Я тебя приведу в наш потерянный дом,

Разве ты не тоскуешь о нем?

Разве может быть облаком легкий балкон,

Вознесенный четою колонн?

Что же этим "воспоминаниям о не бывшем" дарит такую мелодию? Музыка строк, звучащая как волны светящегося воздуха, возможна, в частности, в том случае, когда прошлое и будущее меняются местами. Поэтому свет и цвет ощущаются как обратные, и пронзительная грусть по не бывшему занимает место утраченного.

"ДО ШУТОК ЛИ НАМ, ЦАРСКОЕ СЕЛО?" (ЗОЯ АФАНАСЬЕВА)

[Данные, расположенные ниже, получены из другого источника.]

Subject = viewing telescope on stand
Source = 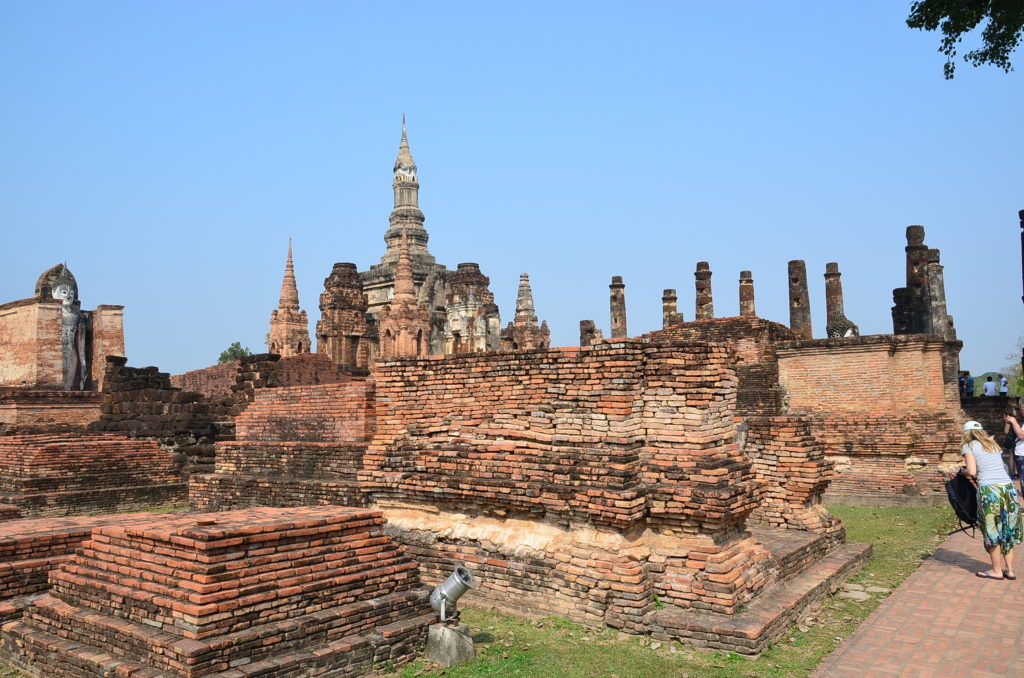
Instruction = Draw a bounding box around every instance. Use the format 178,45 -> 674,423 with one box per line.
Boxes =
425,565 -> 479,667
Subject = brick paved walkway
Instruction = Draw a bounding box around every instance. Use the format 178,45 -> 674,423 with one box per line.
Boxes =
813,531 -> 1023,677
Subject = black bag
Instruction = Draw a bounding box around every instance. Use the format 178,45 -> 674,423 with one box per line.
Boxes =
945,469 -> 979,536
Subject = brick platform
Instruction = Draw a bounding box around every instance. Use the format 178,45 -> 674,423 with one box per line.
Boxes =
650,536 -> 871,654
0,434 -> 187,517
1,506 -> 433,677
0,513 -> 174,620
0,388 -> 103,434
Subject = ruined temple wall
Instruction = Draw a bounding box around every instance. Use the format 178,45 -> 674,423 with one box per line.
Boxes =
233,380 -> 374,444
777,335 -> 959,414
777,335 -> 964,502
362,341 -> 774,617
171,353 -> 363,400
742,416 -> 843,543
0,300 -> 62,388
642,317 -> 795,415
170,360 -> 240,399
89,305 -> 124,390
0,389 -> 103,434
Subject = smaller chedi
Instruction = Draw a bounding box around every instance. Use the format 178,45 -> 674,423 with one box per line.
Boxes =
0,264 -> 124,390
267,240 -> 312,357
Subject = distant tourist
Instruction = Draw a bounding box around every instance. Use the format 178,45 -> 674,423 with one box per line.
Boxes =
984,376 -> 998,397
1005,403 -> 1024,492
959,372 -> 969,398
1000,374 -> 1009,399
961,421 -> 1022,580
966,373 -> 975,397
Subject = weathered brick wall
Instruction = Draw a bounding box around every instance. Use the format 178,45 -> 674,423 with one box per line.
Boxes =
88,356 -> 221,475
170,360 -> 240,398
642,317 -> 795,415
275,351 -> 368,386
0,434 -> 187,517
963,396 -> 1020,443
777,335 -> 965,502
742,416 -> 843,543
190,378 -> 373,511
0,388 -> 103,434
234,380 -> 374,443
88,305 -> 124,389
0,299 -> 62,388
777,335 -> 960,414
2,507 -> 433,677
363,341 -> 773,615
171,353 -> 365,400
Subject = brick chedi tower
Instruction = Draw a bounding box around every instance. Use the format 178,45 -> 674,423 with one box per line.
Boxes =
444,263 -> 502,353
378,231 -> 431,358
316,262 -> 375,368
501,273 -> 550,350
268,240 -> 311,357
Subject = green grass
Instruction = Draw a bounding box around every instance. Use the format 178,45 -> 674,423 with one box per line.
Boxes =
0,506 -> 955,678
385,506 -> 956,678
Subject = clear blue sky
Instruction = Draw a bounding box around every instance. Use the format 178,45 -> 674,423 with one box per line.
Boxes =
1,2 -> 1020,376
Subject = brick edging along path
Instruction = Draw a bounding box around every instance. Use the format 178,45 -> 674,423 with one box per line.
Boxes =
813,531 -> 1023,677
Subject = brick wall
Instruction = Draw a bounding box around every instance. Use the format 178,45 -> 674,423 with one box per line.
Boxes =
0,434 -> 187,517
0,299 -> 62,388
642,317 -> 795,415
777,335 -> 965,502
88,305 -> 124,389
190,377 -> 373,512
743,416 -> 844,543
362,341 -> 774,615
963,396 -> 1020,444
0,388 -> 103,434
169,360 -> 240,398
171,353 -> 365,400
234,380 -> 374,442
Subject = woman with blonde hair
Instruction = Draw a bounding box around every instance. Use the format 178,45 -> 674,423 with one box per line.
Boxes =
962,421 -> 1022,579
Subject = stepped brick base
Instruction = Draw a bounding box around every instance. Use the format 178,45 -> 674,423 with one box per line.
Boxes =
0,434 -> 187,517
0,505 -> 21,522
1,506 -> 433,678
381,504 -> 867,647
0,513 -> 173,617
649,541 -> 872,655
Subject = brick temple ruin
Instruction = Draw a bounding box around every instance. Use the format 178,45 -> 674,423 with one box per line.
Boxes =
0,124 -> 1007,673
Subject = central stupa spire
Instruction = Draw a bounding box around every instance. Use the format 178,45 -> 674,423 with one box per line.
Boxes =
379,115 -> 433,269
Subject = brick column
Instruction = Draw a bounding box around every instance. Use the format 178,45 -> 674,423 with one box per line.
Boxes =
824,262 -> 844,323
788,260 -> 812,340
694,262 -> 714,320
662,289 -> 679,328
738,270 -> 755,317
609,276 -> 627,338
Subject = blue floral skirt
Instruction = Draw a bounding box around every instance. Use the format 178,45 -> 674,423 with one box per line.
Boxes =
978,483 -> 1023,553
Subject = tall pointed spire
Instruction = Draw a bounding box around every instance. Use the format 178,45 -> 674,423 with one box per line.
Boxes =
514,273 -> 538,326
394,114 -> 417,183
393,230 -> 416,302
278,238 -> 300,311
268,239 -> 311,357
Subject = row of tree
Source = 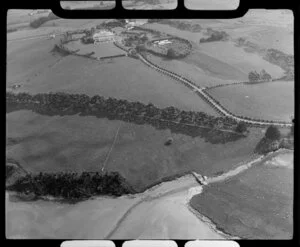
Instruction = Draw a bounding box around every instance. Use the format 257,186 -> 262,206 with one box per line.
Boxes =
248,69 -> 272,82
6,91 -> 242,133
7,171 -> 135,200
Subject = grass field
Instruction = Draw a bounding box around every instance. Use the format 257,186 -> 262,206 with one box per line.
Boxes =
6,109 -> 263,191
199,42 -> 285,79
146,54 -> 230,88
65,41 -> 125,58
190,150 -> 293,239
16,55 -> 218,114
207,81 -> 294,121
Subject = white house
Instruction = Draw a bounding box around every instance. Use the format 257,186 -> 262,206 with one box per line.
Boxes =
93,30 -> 115,44
157,40 -> 172,46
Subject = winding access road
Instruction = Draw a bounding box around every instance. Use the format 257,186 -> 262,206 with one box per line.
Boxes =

А вот случай, из всех мной описанных, самый "крайний". Поэт мало кому известный, кроме своих ровесников (В. Кривулин, В. Ширали, Е. Игнатова и другие, относившие себя к поколению "тайной свободы"). Только в семидесятых ее стихи стали появляться в "Континенте", "Гранях" и "Стрельце" (и ни одной публикации в СССР). Традиционный царскосельский дух, лирическая стихия золотого века сливаются с отблесками акмеизма. Но прежде всего чувствуется духота эпохи:

Тлетворен воздух Царского Села,

Тяжеловесна стала Каллипига,

Несет меня та самая квадрига,

Что Чаадаева с ума свела

Под гpoxoт маршей Царского Села.

Как скользко и тоскливо собирать

Цветы на камероновом паркете,

В лощеном, лицемерном менуэте

Не стоит о подножке забывать,

И светские улыбки собирать...

Забыто Богом Царское Село,

Преступен лик распутного мессии,

Над троном императорской России

Потешно петушиное крыло.

До шуток ли нам, Царское Село?

Сама память этого города, в котором жива блистательная эпоха русской культуры, становится горькой. Лиризм горечи - главная пружина камерных с виду и таких спокойных строф Афанасьевой. Родство с тем, что и поныне кружится в воздухе, ставшем тлетворным, не декларируется - грустно осознается. А вместо титанов прошедших времен - измельчание, которому противостоит пресловутая мандельштамовская "тоска по мировой культуре".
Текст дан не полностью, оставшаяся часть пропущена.